Last week when I shared something on social media, I was severely misunderstood. As an introvert, the written word has always been my best means of communication. I grew up in an unsafe family, so I’ve spent a large portion of my life cowered by fear. When my words failed me, I pulled in, not even writing my blog. The old drive for safety reared, and I began to wonder how vulnerable I want to be, even here.
Beyond my own personal angst, this event brought to focus the current atmosphere in our country. A host on TV interrupts guests or talks over them. Those on news opinion shows listen only long enough to launch their next shot, hollering louder to drown out the completion. Even the presidential election candidates behaved so rudely during the debates that I couldn’t watch them. That seems to have upped the ante across the board. Is shouting and name calling really desirable? What kind of values are represented here?
I began to wonder, in this environment, do I want to communicate at all?
And why am I writing?
The sad thing is, I’m pretty certain I know what I could write to have my blog garner notoriety. And I could churn out steamy romance novels, month after month, and rake in the money. There are many ways I could use my words to grab a bit of fame or fortune.
But that’s not my desire.
A moment of clarity. I must continue to communicate, the best I can, with as much love and truth as I can.
I want my words to be a bridge to someone who’s never been where I dwell. Perhaps to a new freedom.
I want my words to paint a picture another has never conceived of.
I want my words to touch hearts.
To make a difference.
So when my words failed me, I felt like a failure.
After mulling it over, I determined not to return to the fear I lived with for so long. My slow freedom is worth holding on to, even with shaking hands and aching heart.
The truth is, I can build bridges, paint pictures, or sing songs. But I have no control over who walks over, who looks, or who receives.
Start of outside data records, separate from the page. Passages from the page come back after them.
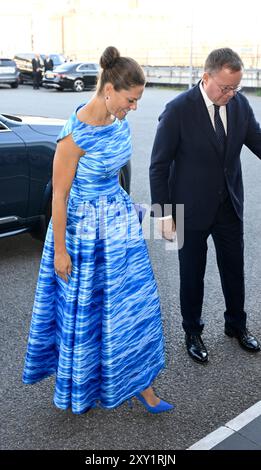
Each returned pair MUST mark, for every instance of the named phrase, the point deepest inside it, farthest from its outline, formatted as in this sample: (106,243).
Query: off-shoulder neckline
(107,126)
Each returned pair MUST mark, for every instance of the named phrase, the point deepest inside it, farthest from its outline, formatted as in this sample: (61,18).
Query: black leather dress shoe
(246,340)
(196,348)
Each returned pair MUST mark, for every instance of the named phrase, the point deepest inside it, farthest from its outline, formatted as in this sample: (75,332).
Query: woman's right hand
(63,265)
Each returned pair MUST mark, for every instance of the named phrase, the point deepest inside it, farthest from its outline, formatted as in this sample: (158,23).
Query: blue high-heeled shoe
(159,408)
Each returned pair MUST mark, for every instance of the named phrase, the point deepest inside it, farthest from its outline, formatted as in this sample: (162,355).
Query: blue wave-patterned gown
(101,333)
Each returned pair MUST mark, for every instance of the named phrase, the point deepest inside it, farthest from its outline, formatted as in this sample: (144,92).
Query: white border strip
(215,437)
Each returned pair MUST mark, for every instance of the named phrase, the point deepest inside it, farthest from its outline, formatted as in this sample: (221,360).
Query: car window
(7,63)
(3,127)
(87,67)
(64,67)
If we’re honest, none of us can make another think as we do, see the world as we do, or feel as we do.
When I share a glimpse of peace, it is with an honest wish that we can all, once again, use words to heal and build up, rather than attack and destroy.
I keep hearing this song (link below) on the radio, and it plays in the background of my days, and some sleepless nights.
Is she right, that we can each bring our brokenness?
Could it be that we can disagree, but if we’re honest, still relate with love and respect?